De manière empirique chacun conçoit que les nouvelles technologies de l’information et de la communication bousculent la relation soignant-soigné et que leur interactivité « en temps réel » apporte un plus dans le suivi des malades chroniques. Mais qu’en est-il exactement ? Leurs performances sont-elles à la hauteur des espoirs placés dans l’e-santé ? La complexité des logiciels ne freine-t-elle pas leur appropriation par les patients et les équipes ? Seule une expérimentation grandeur nature peut apporter des réponses concrètes à ces interrogations déterminantes pour l’essor de la télémédecine. Tel est l’enjeu de l’étude pilote randomisée(1) lancée en décembre 2010 par le Pr Philippe Zaoui, chef de la Clinique de Néphrologie au CHU Grenoble auprès de 80 patients ambulatoires grenoblois et lyonnais souffrant d’insuffisance rénale chronique non dialysés. Objectif : vérifier de manière tangible que le télésuivi donne de meilleurs résultats que le suivi conventionnel en matière d’observance du traitement, de qualité de vie des patients, de diminution des événements indésirables. A terme, 3,5 millions de personnes souffrant d’insuffisance rénale chronique en France sont concernées.
Est-il possible d’éviter les complications et aggravations grâce au télésuivi ?

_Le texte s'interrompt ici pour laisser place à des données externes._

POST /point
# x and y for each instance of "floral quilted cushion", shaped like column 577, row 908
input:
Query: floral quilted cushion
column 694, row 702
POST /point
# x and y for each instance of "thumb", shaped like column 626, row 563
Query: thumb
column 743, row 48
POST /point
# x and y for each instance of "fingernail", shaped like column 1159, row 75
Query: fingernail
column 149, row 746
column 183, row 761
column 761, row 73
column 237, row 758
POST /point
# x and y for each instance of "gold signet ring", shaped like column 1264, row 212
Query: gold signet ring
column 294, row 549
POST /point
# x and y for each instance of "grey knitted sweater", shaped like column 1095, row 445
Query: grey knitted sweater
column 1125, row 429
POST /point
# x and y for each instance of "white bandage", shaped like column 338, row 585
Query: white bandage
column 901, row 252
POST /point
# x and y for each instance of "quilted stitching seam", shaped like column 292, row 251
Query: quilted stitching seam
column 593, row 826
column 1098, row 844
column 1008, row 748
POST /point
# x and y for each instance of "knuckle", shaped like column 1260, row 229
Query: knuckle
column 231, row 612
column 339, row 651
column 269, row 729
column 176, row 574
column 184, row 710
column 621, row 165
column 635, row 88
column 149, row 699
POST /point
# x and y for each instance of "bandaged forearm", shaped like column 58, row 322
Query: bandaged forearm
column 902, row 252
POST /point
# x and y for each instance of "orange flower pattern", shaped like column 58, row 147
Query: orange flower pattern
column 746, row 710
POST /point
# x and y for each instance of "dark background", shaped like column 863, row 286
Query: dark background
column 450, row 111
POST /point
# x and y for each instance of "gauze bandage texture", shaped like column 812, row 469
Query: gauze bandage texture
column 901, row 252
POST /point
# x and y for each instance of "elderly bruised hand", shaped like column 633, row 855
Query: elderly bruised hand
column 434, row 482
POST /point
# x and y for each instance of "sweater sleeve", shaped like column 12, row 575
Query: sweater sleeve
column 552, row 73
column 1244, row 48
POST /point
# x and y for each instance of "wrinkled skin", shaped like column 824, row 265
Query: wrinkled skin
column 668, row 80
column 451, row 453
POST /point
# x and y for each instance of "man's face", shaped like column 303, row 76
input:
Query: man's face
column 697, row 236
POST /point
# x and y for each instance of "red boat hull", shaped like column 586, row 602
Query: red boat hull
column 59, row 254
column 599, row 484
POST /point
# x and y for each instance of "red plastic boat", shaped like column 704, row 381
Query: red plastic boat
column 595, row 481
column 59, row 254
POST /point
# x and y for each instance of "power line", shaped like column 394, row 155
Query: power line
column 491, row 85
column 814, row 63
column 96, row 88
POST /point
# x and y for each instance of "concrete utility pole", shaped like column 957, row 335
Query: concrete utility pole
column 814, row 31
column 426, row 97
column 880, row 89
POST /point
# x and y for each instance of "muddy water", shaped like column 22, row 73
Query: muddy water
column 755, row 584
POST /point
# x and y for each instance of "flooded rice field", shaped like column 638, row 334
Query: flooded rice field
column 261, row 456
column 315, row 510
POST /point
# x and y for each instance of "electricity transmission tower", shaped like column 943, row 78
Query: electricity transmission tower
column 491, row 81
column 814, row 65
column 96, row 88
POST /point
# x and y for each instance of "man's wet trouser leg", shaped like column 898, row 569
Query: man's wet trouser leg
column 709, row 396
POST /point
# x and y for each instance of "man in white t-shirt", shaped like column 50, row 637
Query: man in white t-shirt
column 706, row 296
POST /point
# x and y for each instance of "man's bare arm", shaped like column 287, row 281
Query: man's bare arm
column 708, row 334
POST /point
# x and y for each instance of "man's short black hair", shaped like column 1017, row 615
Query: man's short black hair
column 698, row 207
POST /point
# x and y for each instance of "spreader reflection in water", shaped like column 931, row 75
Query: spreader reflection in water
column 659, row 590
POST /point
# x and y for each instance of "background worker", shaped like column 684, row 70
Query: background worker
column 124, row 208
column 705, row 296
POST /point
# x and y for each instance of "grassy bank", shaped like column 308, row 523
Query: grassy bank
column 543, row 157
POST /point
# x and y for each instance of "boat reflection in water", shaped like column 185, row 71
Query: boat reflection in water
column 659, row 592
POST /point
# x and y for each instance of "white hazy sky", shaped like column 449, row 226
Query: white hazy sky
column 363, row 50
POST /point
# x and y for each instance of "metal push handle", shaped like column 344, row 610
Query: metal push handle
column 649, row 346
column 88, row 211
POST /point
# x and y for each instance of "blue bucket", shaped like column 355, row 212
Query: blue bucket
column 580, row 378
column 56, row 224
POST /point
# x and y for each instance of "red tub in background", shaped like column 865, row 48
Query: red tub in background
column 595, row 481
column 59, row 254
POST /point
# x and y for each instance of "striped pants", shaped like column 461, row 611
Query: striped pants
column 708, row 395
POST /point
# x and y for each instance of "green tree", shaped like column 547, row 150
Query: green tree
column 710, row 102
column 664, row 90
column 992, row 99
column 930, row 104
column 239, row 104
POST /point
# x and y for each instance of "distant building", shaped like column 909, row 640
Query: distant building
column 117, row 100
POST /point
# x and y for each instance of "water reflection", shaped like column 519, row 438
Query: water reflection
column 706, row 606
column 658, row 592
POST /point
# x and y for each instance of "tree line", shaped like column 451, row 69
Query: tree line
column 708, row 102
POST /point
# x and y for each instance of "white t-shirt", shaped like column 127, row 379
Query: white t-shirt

« Un télésuivi affiné doit permettre sinon d’éviter au moins de retarder les complications » déclare le Pr Zaoui. Souvent, ces malades rénaux chroniques souffrent de pathologies associées comme le diabète, l’hypertension… et sont très fréquemment victimes d’accidents cardio-vasculaires. Traités par plusieurs spécialistes, ils prennent parfois jusqu’à 30 médicaments par jour ; l’association de ces molécules peut se révéler toxique pour les reins et déclencher des complications iatrogènes voire même conduire aux urgences… Autres dilemmes pour ces maladies souvent silencieuses : le sous traitement (une posologie médicamenteuse peut s’avérer insuffisante en termes de protection cardiovasculaire ou rénale) ou le sur traitement qui risque d’altérer les reins et d’entraîner des hypotensions ou des épisodes critiques d’hyperkalièmie(2) . » Quant à l’aggravation irréversible de la fonction rénale, nécessitant une dialyse parfois en urgence ou une greffe, elle menace 10% des malades rénaux chroniques. Selon le Pr Zaoui, « la dégradation de la santé des insuffisants rénaux n’est pas inéluctable. Elle peut être stoppée ou ralentie sans passer par la case CHU grâce à un suivi continu, une prévention adaptée au cas par cas et une chronologie médicamenteuse sur mesure. ». Les solutions de télésuivi ne seraient-elles pas le chaînon manquant entre l’hôpital et le domicile des patients ?
Principe de l’étude
Deux cohortes de 40 malades sont constituées. La première bénéficie d’une formation d’une heure au cours de laquelle l’équipe médicale et soignante enseigne les paramètres à surveiller en fonction de chaque profil et de chaque pathologie. Les patients apprennent à décrypter une ordonnance, à faire le lien entre les résultats biologiques (créatinine, microalbuminurie), cliniques (HTA, poids, œdème) et l’adaptation des traitements. On leur recommande aussi de surveiller leur alimentation et d’être attentifs à leurs troubles digestifs… Ensuite, un technicien les familiarise durant une demi-heure à l’e-tablette et leur apprend à renseigner un questionnaire simplifié. « En réalité, l’interface(3) créée par l’opérateur est suffisamment claire et ludique pour qu’une personne âgées qui ne connaît pas l’informatique ou qui voit mal puisse transmettre les données de suivi en moins de 15 minutes » indique le Pr Zaoui. Pendant 6 mois, les patients échangent avec le service via l’e-tablette connectée au réseau téléphonique classique. Toutes les semaines, ils prennent un quart d’heure de leur temps pour renseigner des paramètres de suivi (tension artérielle poids oedèmes…) en ligne. Les données saisies à la maison sont ensuite cryptées par le système et envoyées automatiquement au central via le réseau de transmission sécurisé de l’opérateur. Elles sont hébergées en toute confidentialité sur les serveurs sécurisés agréés. Le professionnel de santé qui reçoit les informations les lit sous forme d’historiques, de graphiques, de rapports statistiques ou encore d’alertes déclenchées par le système en cas de paramètre inhabituel ou indiquant un risque pour le patient (fatigue, essoufflement, prise de poids, marqueurs biologiques ayant atteint une fourchette d’alerte…) En fonction de l’évolution de son état de santé, le médecin envoie au patient des messages et conseils thérapeutiques.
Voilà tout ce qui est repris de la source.